2

Not sure how to phrase this question properly, but this is what I intend to achieve using the hypothetical scenario outlined below -

A user's email to me has just the SUBJECT and BODY, the subject being the topic of email, and the body being a description of the topic in just one paragraph of max 1000 words. Now I would like to analyse this paragraph (in the BODY) using some computer language (python, maybe), and then come up with a list of most important words from the paragraph with respect to the topic mentioned in the SUBJECT field.

For example, if the topic of email is say iPhone, and the body is something like "the iPhone redefines user-interface design with super resolution and graphics. it is fully touch enabled and allows users to swipe the screen"

So the result I am looking for is a sort of list with the key terms from the paragraph as related to iPhone. Example - (user-interface, design, resolution, graphics, touch, swipe, screen).

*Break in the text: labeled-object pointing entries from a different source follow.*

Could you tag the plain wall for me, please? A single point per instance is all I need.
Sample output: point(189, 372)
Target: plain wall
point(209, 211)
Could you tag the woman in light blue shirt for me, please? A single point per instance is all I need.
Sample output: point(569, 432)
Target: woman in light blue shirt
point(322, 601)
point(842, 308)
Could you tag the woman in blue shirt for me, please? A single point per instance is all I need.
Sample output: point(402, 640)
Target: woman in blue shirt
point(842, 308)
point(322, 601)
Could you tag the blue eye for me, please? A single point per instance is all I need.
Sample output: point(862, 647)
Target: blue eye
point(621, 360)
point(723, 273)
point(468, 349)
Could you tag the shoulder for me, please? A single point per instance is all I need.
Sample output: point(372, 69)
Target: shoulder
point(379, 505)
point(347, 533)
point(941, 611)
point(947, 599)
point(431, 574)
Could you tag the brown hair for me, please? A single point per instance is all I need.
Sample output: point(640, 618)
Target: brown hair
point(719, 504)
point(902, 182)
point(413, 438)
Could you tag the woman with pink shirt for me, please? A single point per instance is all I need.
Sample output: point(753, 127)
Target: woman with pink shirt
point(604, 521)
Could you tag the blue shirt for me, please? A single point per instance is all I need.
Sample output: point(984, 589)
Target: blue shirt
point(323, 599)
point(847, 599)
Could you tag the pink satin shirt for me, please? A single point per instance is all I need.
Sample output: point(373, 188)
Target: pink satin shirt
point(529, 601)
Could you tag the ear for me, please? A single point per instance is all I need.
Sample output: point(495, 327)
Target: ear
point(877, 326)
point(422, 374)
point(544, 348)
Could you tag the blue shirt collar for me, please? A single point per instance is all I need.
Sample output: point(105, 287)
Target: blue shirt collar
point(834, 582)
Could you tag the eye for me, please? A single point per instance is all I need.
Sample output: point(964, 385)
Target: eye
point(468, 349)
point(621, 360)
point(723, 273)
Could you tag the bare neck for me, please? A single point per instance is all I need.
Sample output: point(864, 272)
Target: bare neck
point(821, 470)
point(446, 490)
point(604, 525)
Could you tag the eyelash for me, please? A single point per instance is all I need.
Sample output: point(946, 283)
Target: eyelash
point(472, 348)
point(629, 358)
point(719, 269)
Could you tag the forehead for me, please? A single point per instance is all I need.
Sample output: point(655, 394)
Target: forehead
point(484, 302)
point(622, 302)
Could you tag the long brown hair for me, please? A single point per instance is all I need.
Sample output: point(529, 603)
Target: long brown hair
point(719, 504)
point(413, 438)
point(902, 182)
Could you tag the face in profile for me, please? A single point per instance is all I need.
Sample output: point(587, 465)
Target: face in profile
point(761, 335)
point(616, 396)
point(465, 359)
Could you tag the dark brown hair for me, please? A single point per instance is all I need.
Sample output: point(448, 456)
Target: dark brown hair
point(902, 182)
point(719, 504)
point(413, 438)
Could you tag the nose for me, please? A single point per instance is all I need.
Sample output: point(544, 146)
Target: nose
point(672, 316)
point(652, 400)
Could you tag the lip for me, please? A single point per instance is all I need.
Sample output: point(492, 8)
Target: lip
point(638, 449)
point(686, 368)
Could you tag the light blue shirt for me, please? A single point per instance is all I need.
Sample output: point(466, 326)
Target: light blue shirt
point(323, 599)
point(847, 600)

So basically I am looking at picking the most relevant words from the paragraph. I am not sure on what I can use or how to use to achieve this result. Searching on google, I read a little about Natural Language Processing and python and classification etc. I just need a general approach on how to go about this - using what technology/language, which area I have to read on etc..

Thanks!

EDIT:::

I have been reading up in the meantime. To be precise, I am looking at HOW TO do this, using WHAT TOOL:

Generate related tags from a body of text using NLP which are based on synonyms, morphological similarity, spelling errors and contextual analysis.

kallakafar
  • 725
  • 3
  • 11
  • 27
  • 1
    first you have to specify your problem more exactly. for example: are you looking for certain keywords, which are nouns inside the same sentence in which contains one of the words of the subject? this will make your investigation much easier. – devsnd Oct 31 '12 at 16:34
  • In the meantime I was googling, and found Tagaroo and openCalais to be the closest match of what I am looking for. Like how Tagaroo suggests some keywords matching what I am writing in the blog, if the same can be done on content in a webform then it would be awesome. Basically I am looking at automated tagging/ folksonomy/ automated metadata etc.. I just need to know how to approach with what tool. Thanks! – kallakafar Oct 31 '12 at 16:46

4 Answers4

3

A naïve approach, based on information theory :

Given a corpus of text ( in your example roughly > 1.000 e-mails if possible ), compute the entropy of every different word in the corpus.

Sort the result and keep only the XX most relevant and you have your tagging scheme.

I did once a statistical translator in python using cross-entropy of words from the same text in two differents langages, and it worked fairly well.

lucasg
  • 10,734
  • 4
  • 35
  • 57
1

Might be overkill, but this kind of tasks could probably be solved with the Python library Natural Language Toolkit - http://nltk.org/

ccpizza
  • 28,968
  • 18
  • 162
  • 169
1

I am not an expert but it seems like you really need to define a notion of "key term", "relevance", etc, and then put a ranking algorithm on top of that. This sounds like doing NLP, and as far as I know there is a python package called NLTK that might be useful in this field. Hope it helps!

Vandalay
  • 31
  • 6
1

As others have said, NLTK is probably the go-to tool for doing NLP in Python.

As for technique, you're looking for something like a similarity metric between pairs of words. For every word in the text, compute this for the content-bearing words in the title, and keep the top-N. Have a look at this paper for a survey of approaches, and see what NLTK gives you in terms of functionality. There is masses of research on this stuff, though, and you'll probably be happy with something fairly simple (depending on exactly what your application is). Point-wise mutual information is usually a good starting point.

Ben Allison
  • 7,244
  • 1
  • 15
  • 24